Cloud Tasks

6. Scaling

  • A high-TPS queue is a queue that has 500 created or dispatched tasks per second (TPS) or more. 
  • A high-TPS queue group is a contiguous set of queues, for example [queue0001, queue0002, …, queue0099], that have at least 2000 tasks created or dispatched in total. 
  • The historical TPS of a queue or group of queues are viewable using the metrics, api/request_count for “CreateTask” operations and queue/task_attempt_count for task attempts. 
  • High-traffic queues and queue groups are prone to two different broad classes of failures: Queue overload, Target overload
  • Queue overload occurs when task creation and dispatch to an individual queue or queue group increases faster than the queue infrastructure is able to adapt.
  • Target overload occurs when the rate at which tasks are being dispatched causes traffic spikes in the downstream target infrastructure. 
  • In both cases, Google recommends following a 500/50/5 pattern: when scaling beyond 500 TPS, increase traffic by no more than 50% every 5 minutes. 
  • Google does not recommend a queue with more than 1000 TPS (creates plus dispatches) as it will produce higher delivery latency than normal.
  • Queues or queue groups can become overloaded any time traffic increases suddenly and experience increased task creation latency, task creation error rate, and reduced dispatch rate.
  • To defend against this, establish controls in any situation where the create or dispatch rate of a queue or queue group can spike suddenly. 
  • Google recommends a maximum of 500 operations per second to a cold queue or queue group, then increasing traffic by 50% every 5 minutes. 
  • In theory, traffic can grow to 740K operations per second after 90 minutes using this ramp up schedule. 
  • If tasks are created by an App Engine app, leverage App Engine traffic splitting to smooth traffic increases. 
  • By splitting traffic between versions, requests that need to be rate-managed can be spun up over time to protect queue health. 
  • When launching a release that significantly increases traffic to a queue or queue group, gradual rollout is, again, an important mechanism for smoothing the increases.
  • Gradually roll out instances such that the initial launch does not exceed 500 total operations to the new queues, increasing by no more than 50% every 5 minutes.
  • Newly created queues are especially vulnerable. 
  • Groups of queues, for example [queue0000, queue0001, …, queue0199], are just as sensitive as single queues during the initial rollout stages. 
  • For these queues, gradual rollout is an important strategy. 
  • Launch new or updated services, which create high-TPS queues or queue groups, in stages such that initial load is below 500 TPS and increases of 50% or less are staged 5 minutes or more apart.
  • When increasing the total capacity of a queue group, for example expanding [queue0000-queue0199 to queue0000-queue0399], follow the 500/50/5 pattern. 
  • It is important to note that, for rollout procedures, new queue groups behave no differently than individual queues. 
  • Apply the 500/50/5 pattern to the new group as a whole, not just to individual queues within the group. 

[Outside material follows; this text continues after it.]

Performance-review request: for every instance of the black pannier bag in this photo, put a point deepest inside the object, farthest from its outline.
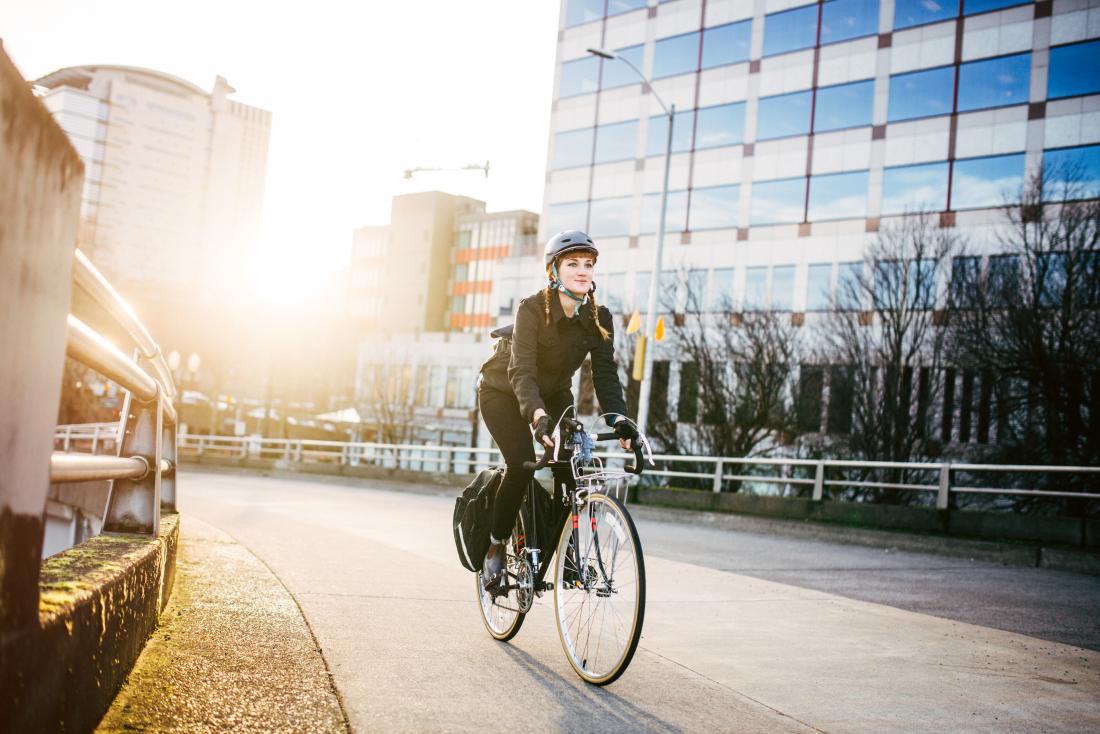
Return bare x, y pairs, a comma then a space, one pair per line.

  • For these queues group expansions, gradual rollout is again an important strategy.
  •  If the source of traffic is App Engine, use traffic splitting. 
  • When migrating service to add tasks to the increased number of queues, gradually roll out instances such that the initial launch does not exceed 500 total operations to the new queues, increasing by no more than 50% every 5 minutes.

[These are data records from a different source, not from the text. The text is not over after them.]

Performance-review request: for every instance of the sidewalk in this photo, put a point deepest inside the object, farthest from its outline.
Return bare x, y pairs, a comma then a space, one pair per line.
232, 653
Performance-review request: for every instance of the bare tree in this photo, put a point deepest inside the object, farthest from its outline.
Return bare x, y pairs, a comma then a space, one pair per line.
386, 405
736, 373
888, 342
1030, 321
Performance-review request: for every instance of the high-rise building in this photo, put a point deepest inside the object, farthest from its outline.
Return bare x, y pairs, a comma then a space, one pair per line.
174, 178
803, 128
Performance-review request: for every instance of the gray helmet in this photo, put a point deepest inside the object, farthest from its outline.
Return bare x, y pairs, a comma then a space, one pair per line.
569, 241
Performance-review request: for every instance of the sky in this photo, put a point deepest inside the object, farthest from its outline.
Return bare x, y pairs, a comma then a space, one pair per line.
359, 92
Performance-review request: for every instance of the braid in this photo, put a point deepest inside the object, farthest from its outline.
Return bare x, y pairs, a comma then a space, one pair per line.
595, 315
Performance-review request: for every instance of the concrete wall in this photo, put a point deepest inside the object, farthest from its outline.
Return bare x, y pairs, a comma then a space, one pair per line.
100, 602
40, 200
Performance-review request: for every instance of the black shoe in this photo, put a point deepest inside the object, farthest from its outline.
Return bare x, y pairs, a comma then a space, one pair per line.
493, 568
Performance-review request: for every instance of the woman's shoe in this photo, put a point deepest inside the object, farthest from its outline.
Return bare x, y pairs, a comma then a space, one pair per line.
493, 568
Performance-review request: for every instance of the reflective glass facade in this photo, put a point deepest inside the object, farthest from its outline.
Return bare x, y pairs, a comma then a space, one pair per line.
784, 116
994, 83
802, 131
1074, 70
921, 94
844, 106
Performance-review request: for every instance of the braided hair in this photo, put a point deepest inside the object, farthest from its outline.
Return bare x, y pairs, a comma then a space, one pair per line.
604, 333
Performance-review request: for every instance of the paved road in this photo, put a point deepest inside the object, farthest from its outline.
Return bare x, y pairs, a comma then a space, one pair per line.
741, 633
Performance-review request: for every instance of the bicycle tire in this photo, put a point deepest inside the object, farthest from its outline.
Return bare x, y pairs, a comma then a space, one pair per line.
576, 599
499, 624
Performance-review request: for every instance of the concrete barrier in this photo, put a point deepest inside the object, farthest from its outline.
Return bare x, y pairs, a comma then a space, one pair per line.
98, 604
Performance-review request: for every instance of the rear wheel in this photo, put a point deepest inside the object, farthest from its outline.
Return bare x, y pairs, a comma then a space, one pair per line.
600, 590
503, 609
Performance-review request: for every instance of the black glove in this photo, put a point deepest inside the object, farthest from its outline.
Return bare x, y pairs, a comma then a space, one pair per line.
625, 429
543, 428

  • An existing queue group may be expanded because tasks are expected to be added to the queue group faster than the group can dispatch them
  •  If the names of the new queues are spread out evenly among existing queue names when sorted lexicographically, then traffic can be sent immediately to those queues as long as there are no more than 50% new interleaved queues and the traffic to each queue is less than 500 TPS. 
  • This method is an alternative to using traffic splitting and gradual rollout.
  • When a large number of tasks, for example millions or billions, need to be added, a double-injection pattern can be useful.
  • Instead of creating tasks from a single job, use an injector queue. 
  • Each task added to the injector queue fans out and adds 100 tasks to the desired queue or queue group.
  • The injector queue can be sped up over time, for example start at 5 TPS, then increase by 50% every 5 minutes.
  • When a new task is created, Cloud Tasks assigns the task a unique name by default. 
  • A name can be assigned to a task using the name parameter. 
  • Name parameter introduces significant performance overhead, resulting in increased latencies and potentially increased error rates associated with named tasks. 
  • These costs can be magnified significantly if tasks are named sequentially, such as with timestamps.
  • If assigning own names, use a well-distributed prefix for task names, such as a hash of the contents.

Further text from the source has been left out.